A landmark Beaux Arts building erected in 1895 as a commodities exchange, the Bourse is right across from Independence Mall, home of the Liberty Bell and other historical sites that draw thousands of tourists to Philly every year.
The vendors include relocated Philadelphia restaurants, like South Philly’s Grubhouse and Chaat and Chai; new homegrown concepts, including Filipino eatery Lalo and grilled cheeserie Mighty Melt, a collaboration between Stargazy’s Sam Jacobson and Mighty Bread Company’s Chris DiPiazza; and Washington, D.C., imports: Abunai Poke, Takorean, and others. There are outposts of long-running local ice cream shop Scoop Deville and, for booze by the bottle or in cocktails, Phoenixville-based Bluebird Distilling.
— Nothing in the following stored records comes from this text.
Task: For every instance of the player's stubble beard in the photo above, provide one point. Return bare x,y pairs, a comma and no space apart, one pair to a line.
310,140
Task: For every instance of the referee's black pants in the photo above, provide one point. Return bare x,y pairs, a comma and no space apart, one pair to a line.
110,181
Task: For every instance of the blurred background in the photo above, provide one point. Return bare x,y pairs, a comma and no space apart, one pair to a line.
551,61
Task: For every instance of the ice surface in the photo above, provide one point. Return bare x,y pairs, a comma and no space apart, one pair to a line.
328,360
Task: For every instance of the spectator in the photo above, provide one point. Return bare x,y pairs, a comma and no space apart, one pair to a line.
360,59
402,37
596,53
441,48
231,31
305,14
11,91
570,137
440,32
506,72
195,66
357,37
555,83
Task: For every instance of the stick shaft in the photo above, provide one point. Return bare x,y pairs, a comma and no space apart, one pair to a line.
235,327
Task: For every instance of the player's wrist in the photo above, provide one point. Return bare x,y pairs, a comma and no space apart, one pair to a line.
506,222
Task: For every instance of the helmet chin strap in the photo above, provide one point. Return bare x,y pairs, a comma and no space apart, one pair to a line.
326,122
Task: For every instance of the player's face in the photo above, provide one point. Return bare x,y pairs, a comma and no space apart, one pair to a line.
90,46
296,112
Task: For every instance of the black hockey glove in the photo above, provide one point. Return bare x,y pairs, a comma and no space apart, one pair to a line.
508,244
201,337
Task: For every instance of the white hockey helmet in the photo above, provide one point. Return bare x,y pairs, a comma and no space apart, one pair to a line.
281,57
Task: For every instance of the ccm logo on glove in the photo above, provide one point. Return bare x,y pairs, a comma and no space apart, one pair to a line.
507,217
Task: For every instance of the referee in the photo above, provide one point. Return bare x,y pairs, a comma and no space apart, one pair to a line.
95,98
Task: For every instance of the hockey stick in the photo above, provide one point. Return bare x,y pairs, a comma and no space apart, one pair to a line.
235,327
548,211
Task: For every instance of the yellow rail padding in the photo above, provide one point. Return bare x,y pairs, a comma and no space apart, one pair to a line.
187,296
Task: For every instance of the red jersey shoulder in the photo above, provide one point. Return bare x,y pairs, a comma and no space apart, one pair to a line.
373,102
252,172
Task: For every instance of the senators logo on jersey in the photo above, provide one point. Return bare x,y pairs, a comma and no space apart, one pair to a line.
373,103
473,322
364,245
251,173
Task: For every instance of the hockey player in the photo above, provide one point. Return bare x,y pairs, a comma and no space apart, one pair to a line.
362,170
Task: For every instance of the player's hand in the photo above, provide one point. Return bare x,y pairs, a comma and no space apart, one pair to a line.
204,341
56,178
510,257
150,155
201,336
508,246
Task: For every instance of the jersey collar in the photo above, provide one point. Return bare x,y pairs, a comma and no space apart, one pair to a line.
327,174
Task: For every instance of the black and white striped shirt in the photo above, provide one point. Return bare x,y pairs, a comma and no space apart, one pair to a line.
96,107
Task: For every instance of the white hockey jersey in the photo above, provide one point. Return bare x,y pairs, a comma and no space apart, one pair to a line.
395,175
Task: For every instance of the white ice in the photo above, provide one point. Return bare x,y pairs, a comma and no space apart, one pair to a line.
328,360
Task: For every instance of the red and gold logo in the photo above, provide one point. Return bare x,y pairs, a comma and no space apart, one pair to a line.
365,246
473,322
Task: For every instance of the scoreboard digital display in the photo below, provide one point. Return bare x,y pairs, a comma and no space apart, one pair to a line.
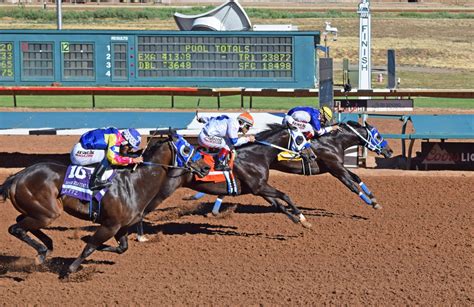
285,59
215,56
6,61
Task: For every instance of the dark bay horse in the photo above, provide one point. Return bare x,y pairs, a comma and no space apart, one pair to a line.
329,150
251,170
35,193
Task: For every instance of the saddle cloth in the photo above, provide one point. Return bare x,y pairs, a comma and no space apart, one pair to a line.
288,156
76,183
220,176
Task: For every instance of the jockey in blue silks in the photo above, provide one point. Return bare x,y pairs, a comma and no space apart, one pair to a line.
107,146
310,121
222,132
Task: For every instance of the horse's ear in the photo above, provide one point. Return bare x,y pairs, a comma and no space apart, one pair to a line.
353,123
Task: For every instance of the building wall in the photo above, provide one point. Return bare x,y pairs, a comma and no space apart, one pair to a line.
244,2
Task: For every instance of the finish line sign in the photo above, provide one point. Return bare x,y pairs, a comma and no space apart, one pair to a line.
373,105
448,156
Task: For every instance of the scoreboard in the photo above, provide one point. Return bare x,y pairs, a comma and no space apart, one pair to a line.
159,58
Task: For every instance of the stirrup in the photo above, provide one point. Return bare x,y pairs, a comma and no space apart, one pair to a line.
99,185
221,167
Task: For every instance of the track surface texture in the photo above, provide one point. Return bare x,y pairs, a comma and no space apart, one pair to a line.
417,250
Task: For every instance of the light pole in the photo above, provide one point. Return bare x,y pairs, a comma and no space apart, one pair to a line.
328,29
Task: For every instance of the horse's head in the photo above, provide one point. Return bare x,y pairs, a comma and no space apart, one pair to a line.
188,157
177,152
371,138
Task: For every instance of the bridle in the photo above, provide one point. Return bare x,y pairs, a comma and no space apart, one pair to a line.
370,142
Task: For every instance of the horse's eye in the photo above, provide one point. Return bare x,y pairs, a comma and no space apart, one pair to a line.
185,151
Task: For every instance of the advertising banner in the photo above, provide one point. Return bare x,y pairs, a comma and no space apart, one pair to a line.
447,156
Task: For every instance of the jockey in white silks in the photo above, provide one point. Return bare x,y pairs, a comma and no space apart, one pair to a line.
222,132
310,121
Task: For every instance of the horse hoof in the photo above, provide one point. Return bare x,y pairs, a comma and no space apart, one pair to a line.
41,257
306,224
142,239
39,260
304,221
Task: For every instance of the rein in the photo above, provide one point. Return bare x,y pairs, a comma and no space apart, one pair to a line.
277,147
164,165
366,140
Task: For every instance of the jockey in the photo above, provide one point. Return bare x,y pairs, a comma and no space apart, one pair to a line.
108,146
222,132
310,121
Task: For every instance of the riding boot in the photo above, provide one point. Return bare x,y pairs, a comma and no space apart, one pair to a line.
221,161
221,165
96,181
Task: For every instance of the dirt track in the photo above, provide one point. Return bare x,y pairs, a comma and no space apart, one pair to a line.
417,250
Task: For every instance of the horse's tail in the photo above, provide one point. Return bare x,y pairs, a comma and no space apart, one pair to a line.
5,187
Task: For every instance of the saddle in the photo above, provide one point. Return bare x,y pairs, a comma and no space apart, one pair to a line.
76,185
220,176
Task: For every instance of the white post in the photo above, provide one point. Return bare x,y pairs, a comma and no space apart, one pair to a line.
365,68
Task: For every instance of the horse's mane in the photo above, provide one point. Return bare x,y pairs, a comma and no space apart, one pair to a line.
271,130
153,148
352,123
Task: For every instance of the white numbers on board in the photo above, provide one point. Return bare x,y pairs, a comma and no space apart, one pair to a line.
108,63
77,172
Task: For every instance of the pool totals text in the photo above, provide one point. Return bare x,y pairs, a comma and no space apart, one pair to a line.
6,60
214,56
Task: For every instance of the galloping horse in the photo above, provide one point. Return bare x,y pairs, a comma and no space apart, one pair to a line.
35,193
251,171
329,150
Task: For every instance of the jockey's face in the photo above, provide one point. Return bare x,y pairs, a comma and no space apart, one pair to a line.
244,128
322,119
125,149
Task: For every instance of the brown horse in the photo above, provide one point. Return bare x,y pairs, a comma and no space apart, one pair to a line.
35,193
330,159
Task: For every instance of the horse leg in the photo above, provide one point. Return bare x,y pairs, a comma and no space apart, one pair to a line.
140,233
39,234
217,205
26,224
122,238
366,190
102,234
345,177
196,196
265,190
282,208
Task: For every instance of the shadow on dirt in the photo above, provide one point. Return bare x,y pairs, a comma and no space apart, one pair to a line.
18,159
18,268
206,229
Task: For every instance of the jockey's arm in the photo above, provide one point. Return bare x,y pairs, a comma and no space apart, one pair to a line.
327,129
233,135
203,119
113,152
289,120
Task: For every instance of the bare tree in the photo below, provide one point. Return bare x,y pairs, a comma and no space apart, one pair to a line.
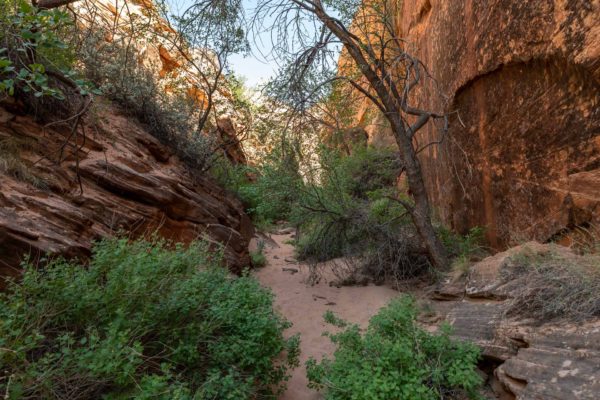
308,35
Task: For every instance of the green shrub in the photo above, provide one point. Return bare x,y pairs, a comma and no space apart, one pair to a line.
395,359
269,192
350,213
258,257
37,63
141,321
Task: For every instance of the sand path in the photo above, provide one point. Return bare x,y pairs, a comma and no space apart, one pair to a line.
304,305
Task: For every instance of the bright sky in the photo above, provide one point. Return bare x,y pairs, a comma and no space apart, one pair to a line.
254,68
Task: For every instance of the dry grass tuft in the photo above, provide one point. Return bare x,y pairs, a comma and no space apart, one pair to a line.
555,285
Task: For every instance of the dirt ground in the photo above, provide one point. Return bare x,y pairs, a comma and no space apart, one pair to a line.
304,305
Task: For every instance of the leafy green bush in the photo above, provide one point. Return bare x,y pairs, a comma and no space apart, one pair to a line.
350,212
141,321
395,359
258,257
269,192
36,60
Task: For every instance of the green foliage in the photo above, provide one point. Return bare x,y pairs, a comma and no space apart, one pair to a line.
258,257
351,211
33,50
141,321
396,359
269,192
463,246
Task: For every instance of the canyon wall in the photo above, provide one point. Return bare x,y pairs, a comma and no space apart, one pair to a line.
117,178
523,159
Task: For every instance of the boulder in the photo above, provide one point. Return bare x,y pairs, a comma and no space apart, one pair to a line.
559,360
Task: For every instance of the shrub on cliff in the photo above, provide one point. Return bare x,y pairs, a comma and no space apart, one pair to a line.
141,321
395,359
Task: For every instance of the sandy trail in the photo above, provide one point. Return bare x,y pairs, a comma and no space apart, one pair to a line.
304,305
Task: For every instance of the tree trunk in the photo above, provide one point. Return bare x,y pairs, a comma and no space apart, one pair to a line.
421,213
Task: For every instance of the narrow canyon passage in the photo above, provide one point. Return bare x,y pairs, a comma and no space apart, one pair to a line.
304,305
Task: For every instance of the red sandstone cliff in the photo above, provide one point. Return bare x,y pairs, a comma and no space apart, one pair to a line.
525,78
129,182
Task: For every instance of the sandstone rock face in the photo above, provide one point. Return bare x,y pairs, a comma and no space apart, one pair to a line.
524,77
129,183
229,141
553,361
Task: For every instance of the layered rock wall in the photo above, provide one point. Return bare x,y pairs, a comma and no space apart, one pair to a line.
57,197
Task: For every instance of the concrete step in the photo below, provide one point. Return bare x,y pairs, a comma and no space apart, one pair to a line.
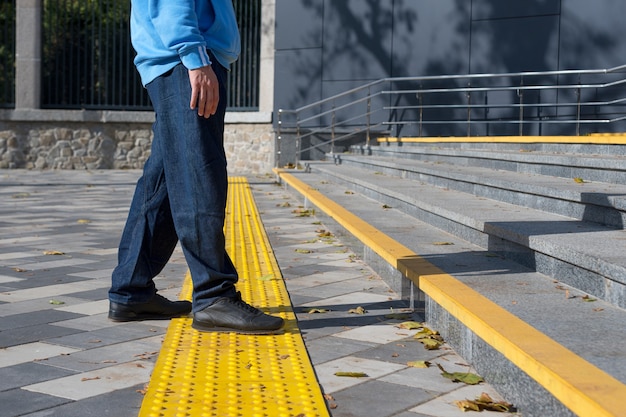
590,162
540,342
597,202
586,255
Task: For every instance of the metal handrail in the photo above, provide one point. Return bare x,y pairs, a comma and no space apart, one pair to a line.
356,106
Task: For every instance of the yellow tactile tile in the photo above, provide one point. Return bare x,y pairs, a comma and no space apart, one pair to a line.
594,139
202,374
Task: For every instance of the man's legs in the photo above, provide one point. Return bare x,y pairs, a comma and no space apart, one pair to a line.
183,196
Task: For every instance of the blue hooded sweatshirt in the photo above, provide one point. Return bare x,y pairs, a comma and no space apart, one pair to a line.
165,33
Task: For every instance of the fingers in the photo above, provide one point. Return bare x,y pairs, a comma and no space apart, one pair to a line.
204,91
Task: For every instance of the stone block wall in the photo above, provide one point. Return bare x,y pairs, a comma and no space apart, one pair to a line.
118,145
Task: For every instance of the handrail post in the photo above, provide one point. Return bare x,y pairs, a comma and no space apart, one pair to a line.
578,98
297,161
332,132
468,94
520,94
488,125
421,107
279,137
369,109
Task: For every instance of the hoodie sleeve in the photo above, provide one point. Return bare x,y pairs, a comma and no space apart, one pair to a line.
176,22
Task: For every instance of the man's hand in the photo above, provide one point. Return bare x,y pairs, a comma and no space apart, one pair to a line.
205,91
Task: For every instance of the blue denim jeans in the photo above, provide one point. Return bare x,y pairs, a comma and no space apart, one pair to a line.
181,196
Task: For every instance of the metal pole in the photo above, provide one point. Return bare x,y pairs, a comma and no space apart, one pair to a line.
469,110
28,54
578,97
369,109
332,135
520,94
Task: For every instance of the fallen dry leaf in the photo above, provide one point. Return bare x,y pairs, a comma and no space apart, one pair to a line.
484,402
53,252
418,364
352,374
465,377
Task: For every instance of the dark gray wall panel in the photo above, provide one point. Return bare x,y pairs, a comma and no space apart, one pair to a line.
498,9
357,39
515,45
326,46
299,23
430,40
593,34
297,79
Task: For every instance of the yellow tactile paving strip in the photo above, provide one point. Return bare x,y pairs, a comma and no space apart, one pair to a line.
202,374
595,139
579,385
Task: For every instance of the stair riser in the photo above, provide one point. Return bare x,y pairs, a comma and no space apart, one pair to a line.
507,378
600,214
511,247
570,170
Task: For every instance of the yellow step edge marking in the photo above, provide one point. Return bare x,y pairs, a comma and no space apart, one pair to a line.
597,139
199,374
579,385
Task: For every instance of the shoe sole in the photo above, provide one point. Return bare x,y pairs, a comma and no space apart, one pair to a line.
217,329
143,317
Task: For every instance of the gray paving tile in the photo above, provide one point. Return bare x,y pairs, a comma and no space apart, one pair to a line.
41,278
35,318
18,402
101,356
108,336
22,335
329,348
377,399
17,376
121,403
400,351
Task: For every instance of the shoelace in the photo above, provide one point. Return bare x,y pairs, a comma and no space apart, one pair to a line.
245,306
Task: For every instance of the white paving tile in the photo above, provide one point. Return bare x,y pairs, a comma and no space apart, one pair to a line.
89,309
88,323
57,263
373,369
444,406
5,279
29,306
52,290
94,274
90,384
377,333
30,352
346,299
17,255
430,379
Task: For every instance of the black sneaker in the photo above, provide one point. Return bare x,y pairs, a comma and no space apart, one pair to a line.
235,315
158,308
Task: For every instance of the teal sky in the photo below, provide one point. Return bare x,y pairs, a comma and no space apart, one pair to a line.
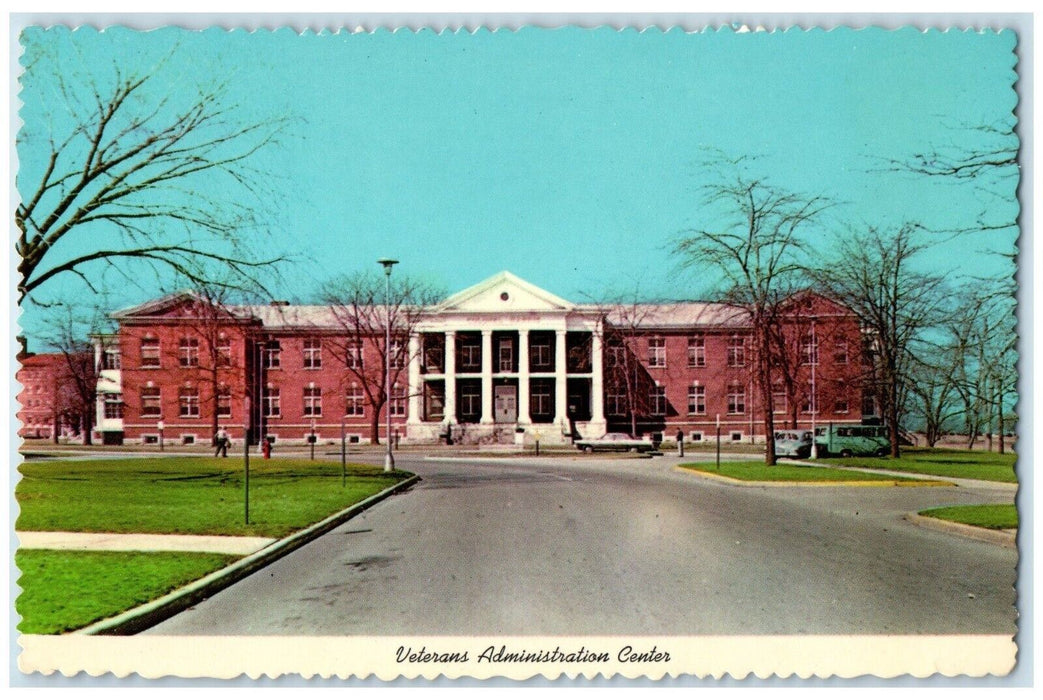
572,157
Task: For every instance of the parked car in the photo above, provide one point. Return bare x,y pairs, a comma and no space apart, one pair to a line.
793,443
852,440
616,441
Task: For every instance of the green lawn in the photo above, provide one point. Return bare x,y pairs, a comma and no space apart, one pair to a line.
952,463
994,516
67,590
189,495
757,471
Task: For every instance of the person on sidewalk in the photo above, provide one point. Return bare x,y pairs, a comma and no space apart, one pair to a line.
221,442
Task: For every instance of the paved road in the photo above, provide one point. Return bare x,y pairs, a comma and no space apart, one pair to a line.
624,547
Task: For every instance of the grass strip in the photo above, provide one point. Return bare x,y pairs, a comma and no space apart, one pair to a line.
757,471
952,463
993,516
189,495
64,590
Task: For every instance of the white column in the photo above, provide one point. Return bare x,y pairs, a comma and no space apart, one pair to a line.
451,377
487,377
560,387
524,417
415,387
597,380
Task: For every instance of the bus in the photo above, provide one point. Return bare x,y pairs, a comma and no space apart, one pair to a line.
852,441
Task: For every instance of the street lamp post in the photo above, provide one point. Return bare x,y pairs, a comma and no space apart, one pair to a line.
815,408
388,263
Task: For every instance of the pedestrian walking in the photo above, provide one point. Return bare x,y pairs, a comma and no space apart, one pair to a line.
221,442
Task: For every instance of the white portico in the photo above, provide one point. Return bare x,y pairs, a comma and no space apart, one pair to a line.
505,355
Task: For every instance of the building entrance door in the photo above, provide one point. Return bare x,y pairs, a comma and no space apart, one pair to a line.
505,404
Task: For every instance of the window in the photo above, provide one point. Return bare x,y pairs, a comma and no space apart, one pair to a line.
114,406
736,399
270,403
697,352
657,400
150,406
539,355
470,357
353,355
223,402
313,354
506,355
809,351
657,352
149,353
313,401
355,403
736,352
541,400
397,405
615,402
271,355
188,403
397,354
841,353
223,352
188,352
697,400
111,358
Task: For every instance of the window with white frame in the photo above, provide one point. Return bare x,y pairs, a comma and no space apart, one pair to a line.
188,352
188,402
150,353
150,404
657,352
697,351
355,401
223,351
657,400
809,351
697,400
353,355
270,402
736,352
313,354
397,406
111,358
271,355
114,406
736,399
313,401
223,402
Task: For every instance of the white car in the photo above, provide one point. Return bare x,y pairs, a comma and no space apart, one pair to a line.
616,441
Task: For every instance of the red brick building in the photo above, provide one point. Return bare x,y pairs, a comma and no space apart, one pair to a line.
501,361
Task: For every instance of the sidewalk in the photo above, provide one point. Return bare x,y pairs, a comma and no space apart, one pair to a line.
108,541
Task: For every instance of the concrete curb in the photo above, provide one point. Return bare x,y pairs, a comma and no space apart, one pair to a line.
146,616
1008,538
916,483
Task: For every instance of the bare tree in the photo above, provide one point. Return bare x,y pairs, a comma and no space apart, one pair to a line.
69,330
357,304
119,168
754,245
873,272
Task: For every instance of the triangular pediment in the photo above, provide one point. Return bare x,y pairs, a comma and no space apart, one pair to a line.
177,305
505,292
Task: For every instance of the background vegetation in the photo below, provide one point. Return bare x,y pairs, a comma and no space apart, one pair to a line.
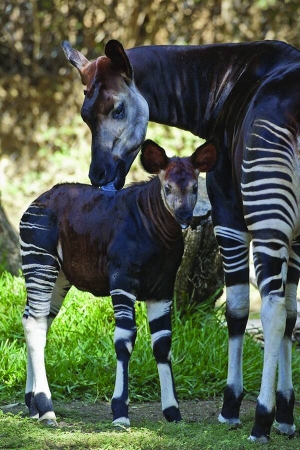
43,141
42,137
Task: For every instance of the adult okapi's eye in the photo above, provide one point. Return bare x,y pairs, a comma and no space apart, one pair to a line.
167,189
119,111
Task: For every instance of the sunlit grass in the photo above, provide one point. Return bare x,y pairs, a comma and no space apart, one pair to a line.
80,355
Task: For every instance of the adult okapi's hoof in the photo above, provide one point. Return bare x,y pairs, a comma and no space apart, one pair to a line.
121,424
49,423
285,429
48,419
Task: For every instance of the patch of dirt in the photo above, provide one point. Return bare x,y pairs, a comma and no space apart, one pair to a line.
139,413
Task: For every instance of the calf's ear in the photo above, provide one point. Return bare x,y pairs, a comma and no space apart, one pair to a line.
115,52
76,58
205,157
153,157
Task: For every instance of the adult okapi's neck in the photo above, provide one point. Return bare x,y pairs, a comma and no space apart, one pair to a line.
156,218
187,86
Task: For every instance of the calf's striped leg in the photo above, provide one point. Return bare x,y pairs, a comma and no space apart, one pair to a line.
37,392
124,339
159,317
234,248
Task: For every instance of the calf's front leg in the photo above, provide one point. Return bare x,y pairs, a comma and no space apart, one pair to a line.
159,317
124,339
37,394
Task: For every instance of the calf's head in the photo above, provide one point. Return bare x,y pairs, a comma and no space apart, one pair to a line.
178,176
114,110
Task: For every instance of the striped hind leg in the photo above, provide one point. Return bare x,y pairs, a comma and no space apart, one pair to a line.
124,339
271,259
159,317
234,248
285,397
37,391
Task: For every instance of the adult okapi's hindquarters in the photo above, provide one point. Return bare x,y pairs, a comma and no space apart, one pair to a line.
114,110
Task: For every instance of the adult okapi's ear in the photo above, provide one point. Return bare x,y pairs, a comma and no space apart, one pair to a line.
205,157
153,157
76,58
114,50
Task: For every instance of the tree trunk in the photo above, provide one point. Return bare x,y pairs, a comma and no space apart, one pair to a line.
200,276
10,259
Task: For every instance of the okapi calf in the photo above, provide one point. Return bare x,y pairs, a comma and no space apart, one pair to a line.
127,244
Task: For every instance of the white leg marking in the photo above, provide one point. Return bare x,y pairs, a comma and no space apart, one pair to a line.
273,315
35,333
166,386
118,391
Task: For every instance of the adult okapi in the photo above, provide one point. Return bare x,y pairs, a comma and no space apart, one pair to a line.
246,96
127,244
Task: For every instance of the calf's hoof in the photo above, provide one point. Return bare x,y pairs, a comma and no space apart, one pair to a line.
122,423
172,414
48,419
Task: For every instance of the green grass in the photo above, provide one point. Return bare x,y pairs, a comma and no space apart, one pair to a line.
81,365
80,355
17,432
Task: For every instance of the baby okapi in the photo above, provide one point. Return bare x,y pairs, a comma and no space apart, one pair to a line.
124,243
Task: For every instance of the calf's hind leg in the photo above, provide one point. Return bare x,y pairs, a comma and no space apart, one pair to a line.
159,317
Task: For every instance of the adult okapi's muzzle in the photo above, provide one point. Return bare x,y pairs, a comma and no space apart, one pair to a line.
114,110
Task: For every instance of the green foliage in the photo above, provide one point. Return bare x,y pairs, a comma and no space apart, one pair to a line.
17,432
80,355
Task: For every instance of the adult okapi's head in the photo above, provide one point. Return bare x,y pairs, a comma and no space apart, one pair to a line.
178,176
114,110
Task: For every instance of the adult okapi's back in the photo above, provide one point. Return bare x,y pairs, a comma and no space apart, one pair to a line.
246,97
127,244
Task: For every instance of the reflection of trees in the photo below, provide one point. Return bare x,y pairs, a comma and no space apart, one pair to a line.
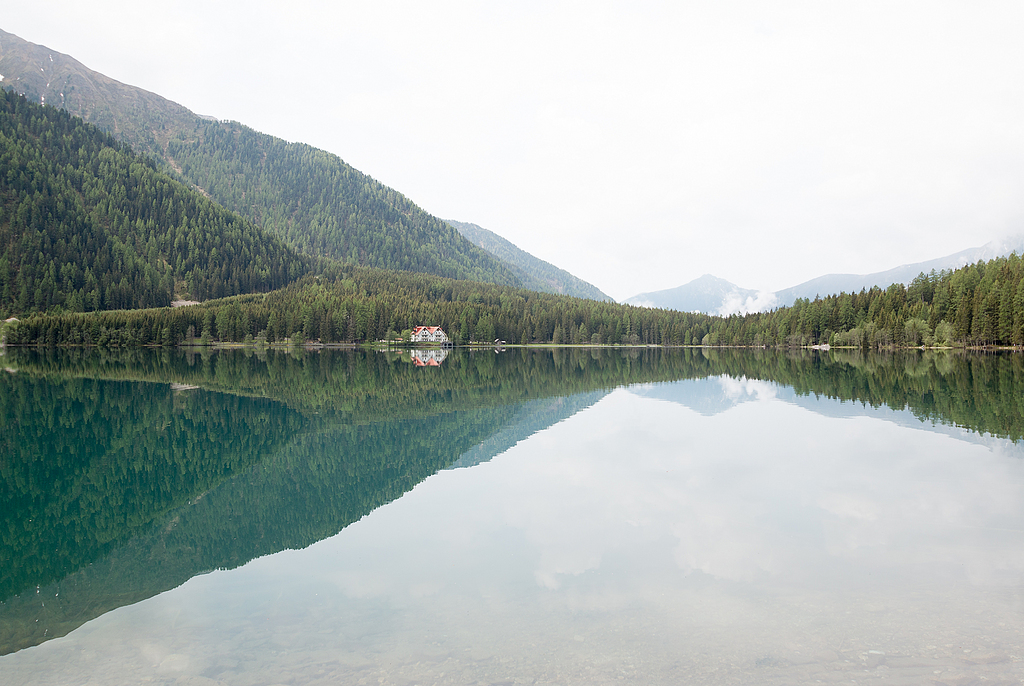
432,357
115,489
Here are five to head to first:
Chaat and Chai
Chef-owner Anney Thomas is serving South Indian street food including, true to the name, several different kinds of chaats and fresh-brewed chai. Thomas moved her eatery, known for its Kerala-style beef short ribs, from its South Philly location to the Bourse. Vegetarians and vegans will also find options here.
Neal Santos, Jillian Encarnacion, Resa Mueller, and Michael Cher are cooking Filipino comfort food at Lalo, using recipes from Encarnacion’s grandfather, who for 30 years sold Filipino barbecue sandwiches and kebabs from a cart across from Independence Mall. Look for inihaw, lumpiang sariwa, and leche flan, plus beer and cocktails.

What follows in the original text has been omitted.